Why does this need to round up? We should be able to directly handle non powers of 2

critson added inline comments.Jun 1 2021, 11:06 PM
llvm/lib/Target/AMDGPU/AMDGPULegalizerInfo.cpp
4188

I think the point after which this needs to round up should be higher, i.e. 6 instead of 4.
The problem I am hitting is that it seems instruction definitions for the appropriate sizes are missing at the moment in a lot of cases.
Perhaps the MIMG definitions predate when we added VReg_160 / VReg_192?
I guess I can try and fix those first.

However I think we will have to round up for larger vector sizes as we do not have arbitrary register sizes beyond VReg_192?
There are plenty of instructions which take arbitrary sizes beyond 6 VGPRs, so can only be defined with a single VReg_256/VReg_512 argument.

arsenm added inline comments.Jun 2 2021, 8:20 AM
llvm/lib/Target/AMDGPU/AMDGPULegalizerInfo.cpp
4188

We should add the register classes eventually. If we are going to workaround the missing classes, this isn't the place for it. The selector can fixup the classes when we actually need to pick a class

critson updated this revision to Diff 349810.Jun 4 2021, 4:18 AM
  • GlobalISel: move vaddr widening from legalizer to selection
critson marked 2 inline comments as done.Jun 4 2021, 4:19 AM
critson added inline comments.
llvm/lib/Target/AMDGPU/AMDGPULegalizerInfo.cpp
4188

I have moved this to the selector, but it seems kind of messy -- which makes me suspect I am doing it wrong.

foad added inline comments.Jun 4 2021, 4:22 AM
llvm/lib/Target/AMDGPU/AMDGPUInstructionSelector.cpp
1695 ↗(On Diff #349810)

divideCeil(..., 32)

llvm/lib/Target/AMDGPU/GCNSubtarget.h
139

Is there a reason this can't be unsigned?

critson marked 3 inline comments as done.Jun 4 2021, 6:43 PM
critson added inline comments.
llvm/lib/Target/AMDGPU/GCNSubtarget.h
139

The tablegen part needs to be int, but this can be unsigned.

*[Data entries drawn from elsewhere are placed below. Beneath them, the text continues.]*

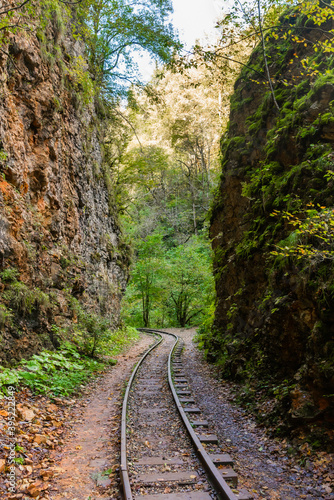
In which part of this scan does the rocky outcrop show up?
[0,17,129,364]
[209,10,334,442]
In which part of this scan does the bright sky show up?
[173,0,224,49]
[137,0,229,81]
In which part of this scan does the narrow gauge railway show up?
[121,329,252,500]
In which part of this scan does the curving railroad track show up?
[121,329,252,500]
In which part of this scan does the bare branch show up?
[0,0,30,16]
[257,0,280,110]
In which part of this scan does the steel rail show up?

critson updated this revision to Diff 350005.Jun 4 2021, 6:44 PM
critson marked an inline comment as done.
  • Address reviewer comments
critson updated this revision to Diff 353296.Jun 21 2021, 1:21 AM
  • Simplify based on MIMG support for v5/v6/v7
  • Update with gfx1013 target
foad added inline comments.Jun 21 2021, 1:38 AM
llvm/lib/Target/AMDGPU/AMDGPU.td
632–637

It seems a bit odd to define it like this gives the impression that the limit varies on different subtargets by design, which it doesn't really. The only reason to limit it to 5 is to "avoid stability issues" (i.e. work around hardware bugs). But I'm not sure what else to suggest.

llvm/lib/Target/AMDGPU/AMDGPULegalizerInfo.cpp
4156–4161

This part looks like a separate clean-up or latent bug fix?

4377

Don't need the cast

4415

Don't need the cast (that was the whole point of making it unsigned).

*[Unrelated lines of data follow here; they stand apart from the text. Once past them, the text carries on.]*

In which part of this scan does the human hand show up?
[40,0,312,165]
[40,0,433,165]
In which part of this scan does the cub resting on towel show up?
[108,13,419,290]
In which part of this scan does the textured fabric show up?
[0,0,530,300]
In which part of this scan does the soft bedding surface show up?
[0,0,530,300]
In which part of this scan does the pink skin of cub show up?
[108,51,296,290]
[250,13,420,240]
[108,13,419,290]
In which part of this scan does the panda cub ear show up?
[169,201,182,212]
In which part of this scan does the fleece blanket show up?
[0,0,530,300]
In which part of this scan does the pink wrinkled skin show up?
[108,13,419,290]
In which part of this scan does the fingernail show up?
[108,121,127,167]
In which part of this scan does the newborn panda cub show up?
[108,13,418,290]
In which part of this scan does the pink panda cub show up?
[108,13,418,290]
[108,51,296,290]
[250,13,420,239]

llvm/lib/Target/AMDGPU/SIISelLowering.cpp
6216

Don't need the cast.

critson updated this revision to Diff 353330.Jun 21 2021, 3:59 AM
critson marked 2 inline comments as done.
  • Remove casts
llvm/lib/Target/AMDGPU/AMDGPU.td
632–637

I agree it is a bit odd, but does provide us flexibility if we need to change the limit again for other hardware issues.

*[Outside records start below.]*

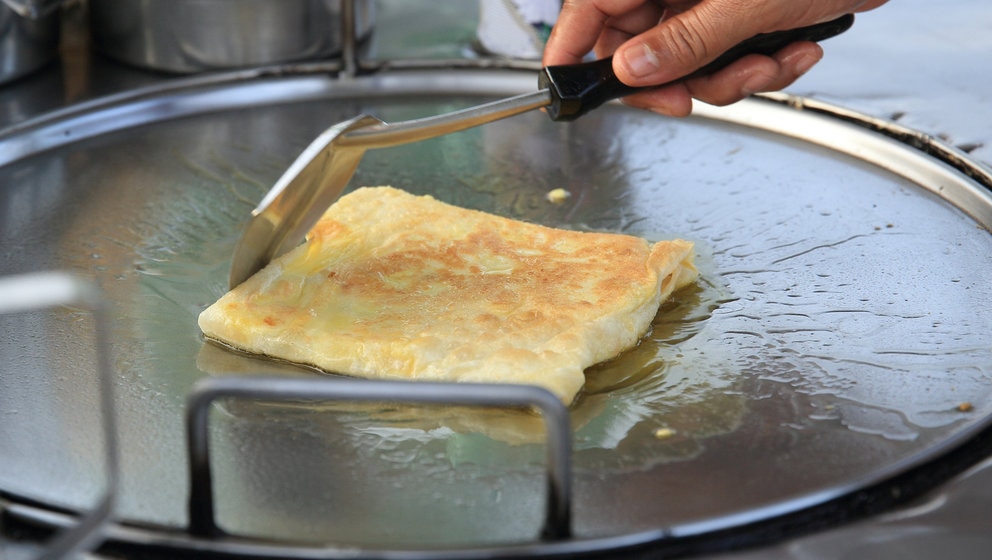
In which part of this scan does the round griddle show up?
[0,65,992,555]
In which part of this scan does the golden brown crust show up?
[199,187,696,402]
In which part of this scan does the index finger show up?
[543,0,661,66]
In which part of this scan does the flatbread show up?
[199,187,697,403]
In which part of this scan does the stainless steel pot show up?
[0,0,62,83]
[90,0,373,73]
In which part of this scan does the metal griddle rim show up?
[0,61,992,558]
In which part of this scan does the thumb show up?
[613,0,763,86]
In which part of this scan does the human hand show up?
[543,0,887,116]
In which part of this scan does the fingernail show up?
[623,43,661,78]
[741,73,775,97]
[795,51,820,76]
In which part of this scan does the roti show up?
[199,187,698,404]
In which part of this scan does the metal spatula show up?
[230,15,854,288]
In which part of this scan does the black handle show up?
[538,14,854,121]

llvm/lib/Target/AMDGPU/AMDGPULegalizerInfo.cpp
4156–4161

It is a fix for a bug triggered by changes in this diff.
I can move it to another review, but I do not think I'll be able to build a test case for it.

foad accepted this revision.Jun 21 2021, 5:23 AM
foad added inline comments.
llvm/lib/Target/AMDGPU/AMDGPU.td
632–637

Fair enough

llvm/lib/Target/AMDGPU/AMDGPULegalizerInfo.cpp
4156–4161

Fair enough

This revision is now accepted and ready to land.Jun 21 2021, 5:23 AM
This revision was automatically updated to reflect the committed changes.